Daryn Berlin, Regional Development Director
Daryn Berlin, Director of Regional Development, was Counter Culture’s first employee, in 1995, and has been a part of the Counter Culture Coffee scene ever since in a number of different roles; he served as roaster, green coffee buyer, production manager, and general manager before settling on his current position, which involves sales and customer relations in areas where Counter Culture is newer to the coffee scene, most recently Philadelphia and New York City. He grew up in Orlando and got his start in the service industry by working at several restaurants and hotels in Disney World, including his first job as a waiter in Cinderella’s Castle in the Magic Kingdom. Daryn moved to North Carolina in 1994 with his wife Kirsten, to whom he has been married 14 years. When he isn’t talking coffee, Daryn enjoys spending time with his family, running, watching TV, and putzing around the yard.
Q: What coffee are you currently drinking?
A: Colombia Huila Condor. I have always loved it. It has been consistently sweet and nutty to me as long as we have had it, since about 1998. Whenever I am not sure what to grab to take home, my nose always brings back to the one I love.
Q: Choose your favorite coffee and brewing method.
A: Espresso. It never ceases to amaze me how much there is to offer, good or bad, in a shot of espresso. I think I have learned more about coffee than ever before in these past few years from espresso. It is such an intense relationship between coffee, water and people.
Q: Who at Counter Culture Coffee would you most like to arm-wrestle, and why?
A: Over the years I have arm-wrestled many. I have won a few, lost many and most recently experienced a crushing defeat to Tim Hill. Darn roasters.

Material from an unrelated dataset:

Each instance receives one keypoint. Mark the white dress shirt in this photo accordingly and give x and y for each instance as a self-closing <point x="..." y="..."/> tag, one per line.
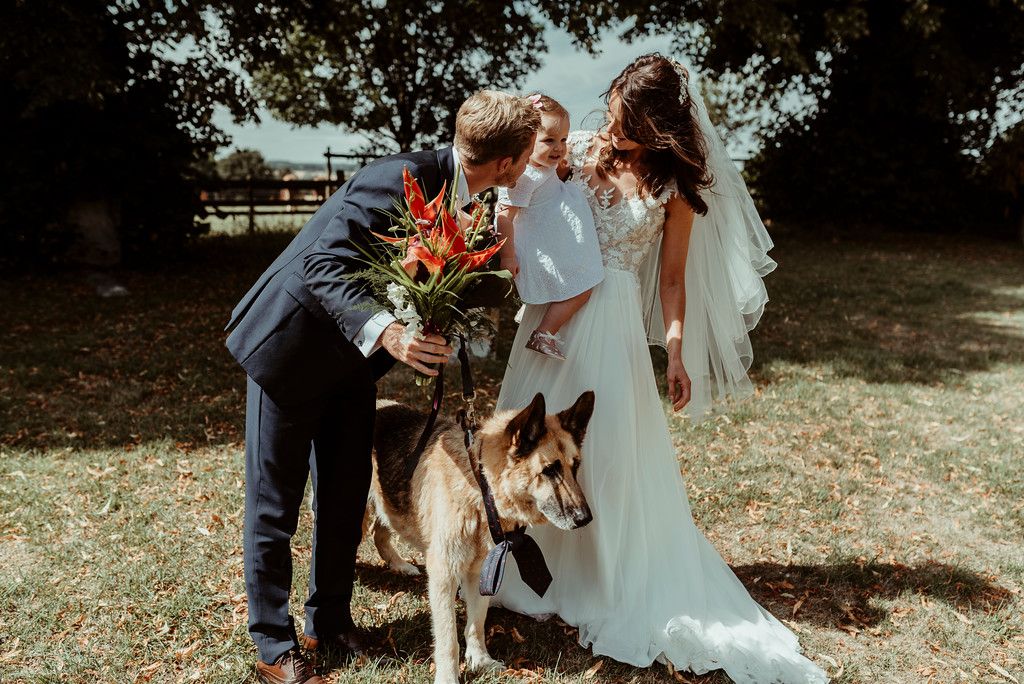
<point x="369" y="338"/>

Q: What is your favorite book?
A: “Pan” by Knut Hamsen. He was a Norwegian writer in the early 20th century. It is easy to read, hard to describe, and just plain delightful.
Q: What keeps you busy outside of work?
A: Eli and Zoë, my two remarkable children. What can I say except unbridled genius, insouciant stubbornness, and all out joyful insanity.

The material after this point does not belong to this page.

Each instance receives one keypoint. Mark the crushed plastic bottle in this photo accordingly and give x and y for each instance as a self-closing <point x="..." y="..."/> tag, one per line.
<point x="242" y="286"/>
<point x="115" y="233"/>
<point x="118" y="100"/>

Q: Share an interesting fact you've learned about coffee while working at Counter Culture Coffee and name the person from whom you learned it.
A: On my first day of work at Counter Culture, I learned that coffee was not roasted on sheet pans in an oven. It became pretty obvious to me shortly after co-founder Fred Houk said “and this is the coffee roaster,” and pointed to the big funny-looking clothes dryer-like thing over in the corner.
Q: When you were 8 years old, what did you want to be when you grew up?
A: A record holder in the Guinness Book of World Records. It didn’t really matter what record, as long as it brought me fame, fortune and didn’t get me buried in a coffin the size of a piano case.
Q: If you could beam yourself anywhere in the world for your lunch break, where would you go and what would you eat?
A: Sonny’s Barbeque in Plant City, Florida. I would have sliced pork (with Smokin’ sauce!), garlic bread, French fries, and baked beans instead of slaw. Sure, there as Sonny’s all over the South, but at the one in Plant City they just seems to care a little bit more about pork.
Q: Which Counter Culture Coffee customer is most likely to see you outside of work (i.e. where do you like to hang out)?
A: Probably the gang at Francesca’s Dessert Café in Durham. It is the place to be after a nice dinner out with the wife.
Q: Tell us about “Quest for Coffee”
A: About five years ago, a friend gave me a small coffee plant. I would joke with people that I would one day drink a cup of coffee made from beans from the plant. I was mostly just talking junk, but then a couple years ago the plant really started to take off. I picked up the level of rhetoric, started a web log about it, and the rest is history. Will you join me for a taste?